Kirkpatrick spoke Monday night as a Boy Scout representative and also as one of the founders of Jackson Hole United.
Last year’s visit from Operation Save America was marked by high emotions and the potential for violent confrontation. The tension produced by protestors’ graphic signs and no-compromise rhetoric, and local reactions to the protestors, led the town to obtain an injunction barring protesters from Town Square during the antler auction. The Wyoming Supreme Court recently ruled the injunction violated the Operation Save America’s First Amendment free-speech rights.
The affair led one protest leader to label Jackson the “most hateful” town in his experience.
Last year’s incidents included the arrest of Mike Randall, a local barber and nonprofit leader, who hit a protestor’s sign with his car. Randall spoke at Monday’s forum, urging Jackson residents to avoid his mistake.
Clad in a sweatshirt reading “Stay Calm,” Randall said he learned last year that anger doesn’t do any good and that when he lost his temper he fell into a “trap.”
“Not all of us did this a year ago,” he said, gesturing toward his shirt. “I learned that a PT cruiser will not outrun a police cruiser and that it doesn’t matter if you cut the chief of police’s hair. If you do something stupid, you will go to jail.”
Randall landed in jail last May facing charges of destruction of property when he drove his car into a protestor’s sign. He said the experience taught him the value of Jackson Hole United’s message of “Civility, Compassion, Love” and “Ignoring with Intentionality.”
Group members also spoke about plans the group has for Operation Save America’s visit.
Jackson Hole United’s strategy is to not engage with protestors. The group will instead try to detour drivers away from protests and warn visitors they are approaching anti-abortion signs.
While the group has distributed signs, buttons and T-shirts with the “Civility, Compassion, Love” motto, Kirkpatrick asked community members to leave the signs behind during ElkFest.
“If you’re there waving signs, it becomes a counter-protest, and we don’t want that,” he said. “We’re an anti-protest, not a counterprotest.”
Instead, Kirkpatrick and Jackson Hole United invited people to come to ElkFest wearing buttons and T-shirts, but otherwise prepared to participate in ElkFest the way they normally would.
Two Jackson Hole United members who are counselors offered tips during the forum on how people can prepare themselves and their children to manage their feelings about the protests.
During a question-and-comment period at the conclusion of the Monday event, the mood ranged from resignation to bewilderment and anger.
“How can the law uphold something like this?” one audience member asked of the recent Supreme Court decision. Other attendees equated the images with pornography and expressed surprise that there wasn’t a legal remedy to keep protestors away from ElkFest.
Leaders called on Paul Hayden, the pastor at Presbyterian Church of Jackson Hole, to respond to questions about Operation Save America’s intentions.
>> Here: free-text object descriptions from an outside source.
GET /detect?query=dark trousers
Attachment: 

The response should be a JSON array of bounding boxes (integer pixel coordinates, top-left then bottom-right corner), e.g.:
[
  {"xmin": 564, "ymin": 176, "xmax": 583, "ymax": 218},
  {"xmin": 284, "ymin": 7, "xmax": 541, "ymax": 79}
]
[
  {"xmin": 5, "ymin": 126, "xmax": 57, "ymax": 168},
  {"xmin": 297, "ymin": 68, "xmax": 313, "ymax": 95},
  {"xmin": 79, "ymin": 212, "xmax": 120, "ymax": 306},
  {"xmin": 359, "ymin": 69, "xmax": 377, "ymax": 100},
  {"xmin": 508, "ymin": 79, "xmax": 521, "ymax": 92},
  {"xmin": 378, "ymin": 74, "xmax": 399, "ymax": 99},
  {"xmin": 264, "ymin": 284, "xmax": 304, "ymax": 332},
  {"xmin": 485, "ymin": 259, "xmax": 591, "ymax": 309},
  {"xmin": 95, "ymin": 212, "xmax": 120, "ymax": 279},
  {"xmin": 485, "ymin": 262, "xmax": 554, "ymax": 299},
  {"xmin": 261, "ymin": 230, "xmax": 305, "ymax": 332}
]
Hayden said he and other religious leaders in Jackson met with representatives from the anti-abortion group in an attempt to compromise. He said the local leaders explained various churches’ efforts to counsel and assist women facing unplanned pregnancies to give them options to abortion.
“They rejected us and our work,” he said. “They basically said, ‘We don’t care about you. We care about us and our agenda.’”
Operation Save America representatives seem to consider civility an ineffective strategy because civil methods haven’t put an end to abortion, Hayden said.
Social worker Keith Mader said that philosophy is at the heart of why Jackson residents should keep their cool this weekend.
“Do not take [their activities] personally,” he said. “What the protestors are doing is about them and their issues. It has nothing to do with you. It has nothing to do with us.”